Injective function example proof I'm struggling with the following homework question:

Let $n\in \mathbb{N}$. 
Prove that the function $b:\begin{Bmatrix}0,1
 \end{Bmatrix}^n\rightarrow\begin{Bmatrix}0,1,2,...,2^n-1\end{Bmatrix}$ defined by
$b(x_0,x_1,...,x_{n-1}) = \sum_{i=0}^{n-1}x_i\cdot 2^i$
is injective.
Is the function also a bijection? Give a quick reason for your answer.

Here's the definition of an injective function: 

Suppose $X$ and $Y$ are sets and $f:X\rightarrow Y$ is a function. 
$f$ is injective iff whenever $x_1,x_2 \in X$ and $f(x_1) = f(x_2)$,
  we have $x_1=x_2$

The professor mentioned that we should do this using proof by contraposition.
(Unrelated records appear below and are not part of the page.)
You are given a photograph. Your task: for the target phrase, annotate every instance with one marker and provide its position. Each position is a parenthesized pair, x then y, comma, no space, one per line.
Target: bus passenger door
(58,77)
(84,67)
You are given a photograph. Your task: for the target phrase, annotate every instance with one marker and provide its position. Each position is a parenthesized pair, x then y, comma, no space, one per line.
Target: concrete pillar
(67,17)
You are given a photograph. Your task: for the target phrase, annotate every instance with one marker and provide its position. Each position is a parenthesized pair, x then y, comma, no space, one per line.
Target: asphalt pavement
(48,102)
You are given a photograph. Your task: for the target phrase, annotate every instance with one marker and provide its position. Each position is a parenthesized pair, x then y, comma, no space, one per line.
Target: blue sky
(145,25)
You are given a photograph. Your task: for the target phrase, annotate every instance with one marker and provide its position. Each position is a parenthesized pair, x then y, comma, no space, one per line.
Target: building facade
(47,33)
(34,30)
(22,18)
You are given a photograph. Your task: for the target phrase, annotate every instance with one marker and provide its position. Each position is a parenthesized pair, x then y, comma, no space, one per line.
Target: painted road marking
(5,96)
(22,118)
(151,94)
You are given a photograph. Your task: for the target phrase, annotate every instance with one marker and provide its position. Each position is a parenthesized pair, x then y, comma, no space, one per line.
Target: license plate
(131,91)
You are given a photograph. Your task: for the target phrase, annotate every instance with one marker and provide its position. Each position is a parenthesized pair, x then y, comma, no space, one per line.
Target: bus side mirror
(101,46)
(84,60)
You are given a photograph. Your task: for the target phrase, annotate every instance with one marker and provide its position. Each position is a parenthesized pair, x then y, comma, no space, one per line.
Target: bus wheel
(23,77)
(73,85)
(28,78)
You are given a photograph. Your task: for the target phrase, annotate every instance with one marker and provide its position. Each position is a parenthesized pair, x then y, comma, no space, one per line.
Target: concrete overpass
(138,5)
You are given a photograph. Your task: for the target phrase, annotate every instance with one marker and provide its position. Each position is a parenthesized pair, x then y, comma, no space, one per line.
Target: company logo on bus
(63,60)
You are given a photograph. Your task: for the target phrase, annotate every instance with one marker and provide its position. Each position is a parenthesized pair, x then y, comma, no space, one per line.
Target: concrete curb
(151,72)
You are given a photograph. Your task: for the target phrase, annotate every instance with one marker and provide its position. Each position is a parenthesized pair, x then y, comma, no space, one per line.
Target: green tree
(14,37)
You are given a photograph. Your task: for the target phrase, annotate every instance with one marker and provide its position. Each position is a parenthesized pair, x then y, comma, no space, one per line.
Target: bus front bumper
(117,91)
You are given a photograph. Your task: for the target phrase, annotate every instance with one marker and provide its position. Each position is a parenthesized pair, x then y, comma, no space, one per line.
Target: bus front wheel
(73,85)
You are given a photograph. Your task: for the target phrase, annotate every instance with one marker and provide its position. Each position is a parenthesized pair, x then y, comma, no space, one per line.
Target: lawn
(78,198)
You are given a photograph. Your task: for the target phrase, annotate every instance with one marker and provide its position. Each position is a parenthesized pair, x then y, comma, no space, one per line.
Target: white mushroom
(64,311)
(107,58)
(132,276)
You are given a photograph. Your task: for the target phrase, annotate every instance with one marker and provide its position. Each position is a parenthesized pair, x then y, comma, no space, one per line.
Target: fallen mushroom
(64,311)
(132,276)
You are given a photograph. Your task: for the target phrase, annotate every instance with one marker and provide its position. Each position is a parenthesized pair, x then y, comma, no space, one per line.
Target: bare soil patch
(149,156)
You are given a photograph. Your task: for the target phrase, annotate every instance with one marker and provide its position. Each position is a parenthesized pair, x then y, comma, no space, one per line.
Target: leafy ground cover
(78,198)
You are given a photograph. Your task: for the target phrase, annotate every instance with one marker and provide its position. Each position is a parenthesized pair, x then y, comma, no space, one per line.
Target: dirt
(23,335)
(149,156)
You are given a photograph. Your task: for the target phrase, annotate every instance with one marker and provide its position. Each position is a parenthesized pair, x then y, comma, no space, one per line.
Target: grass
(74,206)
So 
I'm trying to prove that: 
$b$ is injective iff whenever $(x_0,x_1,...,x_{n-1}), (y_0,y_1,...,y_{n-1}) \in \begin{Bmatrix}0,1\end{Bmatrix}^n$ and 
$(x_0,x_1,...,x_{n-1}) \ne(y_0,y_1,...,y_{n-1})$ we have $b(x_0,x_1,...,x_{n-1}) \ne  b(y_0,y_1,...,y_{n-1})$
So it would suffice to show that one is greater/lesser than the other. 
From the formula of the sum of a geometric series we get that the set of size n with all $1$'s in 
the domain maps to the last element of the co-domain $(2^n - 1)$. I'm not sure where to go from 
here. Intuitively, any set of size n that's not all $1$'s will map to an element that's lesser 
than $(2^n - 1)$, but how can I state this mathematically?
Thanks!
 A: I am assuming that this is what is meant by contrapositive:
Suppose $x,y \in \{0,1\}^n$ and $x<y$. We want to show that $b(x) \neq b(y)$.
Let $k$ be the largest index such that $x_k \neq y_k$. Such an index must exist since
otherwise $x=y$. Furthermore,
we must have $x_k=0, y_k=1$, otherwise, since $2^0+\cdots+2^{k-1} < 2^k$, we would have $x>y$.
Let $x'_i = x_i$ for $i=1,...,k$ and $x'_i = 0$ otherwise. Define $y'$ similarly. Note
that $b(x) = b(x')+b(x-x')$ and similarly for $y$.
By choice of $k$ we have $b(x-x') = b(y-y')$.
We have $b(x') \le 2^0+\cdots+2^{k-1} < 2^k \le b(y')$ and so $b(x)<b(y)$.
Note that we have shown that $b$ is strictly increasing. Hence $b(\{0,1\}^n)$ must contain $2^n$ elements and since
$0 \le b(x) \le 2^n-1 $ we see that $b$ is surjective and hence bijective.
A: Assume that $b(x_0,x_1,...,x_{n-1}) =  b(y_0,y_1,...,y_{n-1})$, hence $b(x_0,x_1,...,x_{n-1})-b(y_0,y_1,...,y_{n-1})=0$, i.e.,
$\sum_{i=0}^{n-1}(x_i-y_i)2^{i}=0$.
This is the binary expansion of a number, which is unique. Therefore, $x_i-y_i=0$ for all $i$, which means that $x_i=y_i$.
A: Let $(x_0,...,x_{n-1})=x\ne y =(y_0,...,y_{n-1}).$ Note that $|x_i2^i-y_i2^i|\leq 2^i$ for each $i.$ 
Let  $k=\max \{i:x_i\ne y_i\}.$ By def'n of  $k$ we have $b(x)-b(y)=\sum_{i=0}^k (x_i2^i-y_i2^i)$. Now we have  $$|b(x)-b(y)|=|(x_k2^k-y_k2^k)+\sum_{0\leq i<k}(x_i2^i-y_i2^i)|\geq$$ $$\geq |x_k2^k-y_k2^k|-\sum_{0\leq i<k}|x^i2^i-y_i2^i|\geq$$ $$\geq 2^k-\sum_{0\leq i<k}2^i=2^k-(2^k-1)=1.$$
Note: In case $k=0$ we use the (usual) convention that the sum of any empty collection is $0,$ so $\sum_{0\leq i<0}(Anything)_i=0.$ 
This is not a contra-positive proof. 
The sets $\{0,1\}^n$ and  $\{z\in \Bbb Z: 0\leq z\leq 2^n-1\}$ each have exactly $2^n$ members. If $C,D$ are any finite sets with the same number of members, any injective $b:C\to D$ is a bijection.